Ahead of its global Netflix premiere on November 4, Newsweek attended a BAFTA preview screening of the first two episodes and Q&A with Daldry and Morgan in London Wednesday night, where the show’s executive producers revealed some behind-the-scenes gossip befitting the whispers of the servants at Buckingham Palace.
It could last seven seasons
This is according to Daldry. Introducing the two episodes, the director said that he envisioned The Crown perhaps continuing for six to seven seasons. The second season is already being filmed.
In the first episode Queen Elizabeth is depicted as a princess not yet coronated. What age do they foresee following her up to? “She’s sitting there going: ‘I’ll squeeze a tenth season out of this yet,’” jokes Morgan.
Daldry is committed to seeing the show through for many years, saying he finds the queen’s story “endlessly fascinating.”
It was meticulously researched
Daldry and Morgan say they had a team of seven full-time researchers working on The Crown to nail down some of the most intricate details. In one scene in the second episode, “she’s at Treetops [a resort in Kenya], and an eagle lands on her balcony the moment her father dies…this is documented by many different people,” says Daldry.
However, there is still some creative license taken by the producers. “We’re not trying to make a documentary,” Daldry says. One such example is when Elizabeth arrives home from Kenya and sees her father’s body at the Sandringham estate. In real life, “she elected not to see the body of her father,” the director explains. “I think it would be more dramatically interesting if she went into the bedroom and saw her father.”
Why you won’t see Elizabeth and Philip bathing together
Producing a series about the reigning monarch, there were some lines of taste that the producers opted not to cross. So, sorry viewers, but you won’t get to see Matt Smith and Claire Foy stripped down in the bath together (although you do see Smith partly naked at other points).
“The queen and Prince Philip used to enjoy baths together in their early married life. I toyed with the idea of putting them in the bath together,” says Daldry.
There’s no royal involvement
Screenwriter Morgan is well-versed in royal drama having previously written The Queen , for which Helen Mirren won an Oscar, and the stage play The Audience , for which Mirren won an Olivier and a Tony. But he has no special relationship with Buckingham Palace and doesn’t want one.
“I want to keep my distance. I’ve ducked the opportunity to meet [the queen] a couple of times…not that I don’t want to but I’d be in shock. I think it’s better for them and for us to have complete independence. I want to feel free to write how and what I want,” Morgan explains. “I don’t want to feel like I’m endorsed or supported or that I owe anyone.”

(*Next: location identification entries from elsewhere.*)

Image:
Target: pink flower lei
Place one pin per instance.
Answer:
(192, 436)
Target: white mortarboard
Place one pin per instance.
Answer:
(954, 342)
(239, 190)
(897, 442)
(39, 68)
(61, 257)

Rumors of the show’s budget have been greatly exaggerated
Reports have suggested that The Crown was made with £100 million in funding from Netflix, but both Daldry and Morgan say that the numbers bandied around aren’t true.
“When I read it, I think, that doesn’t describe the experience we were having,” Morgan says. “I read these sums and think it’s absolute nonsense.”
He also points out the show’s budget is spread “across two seasons, so whatever sum of money you may read you at least have to halve it.”
The Crown premieres on Netflix on November 4.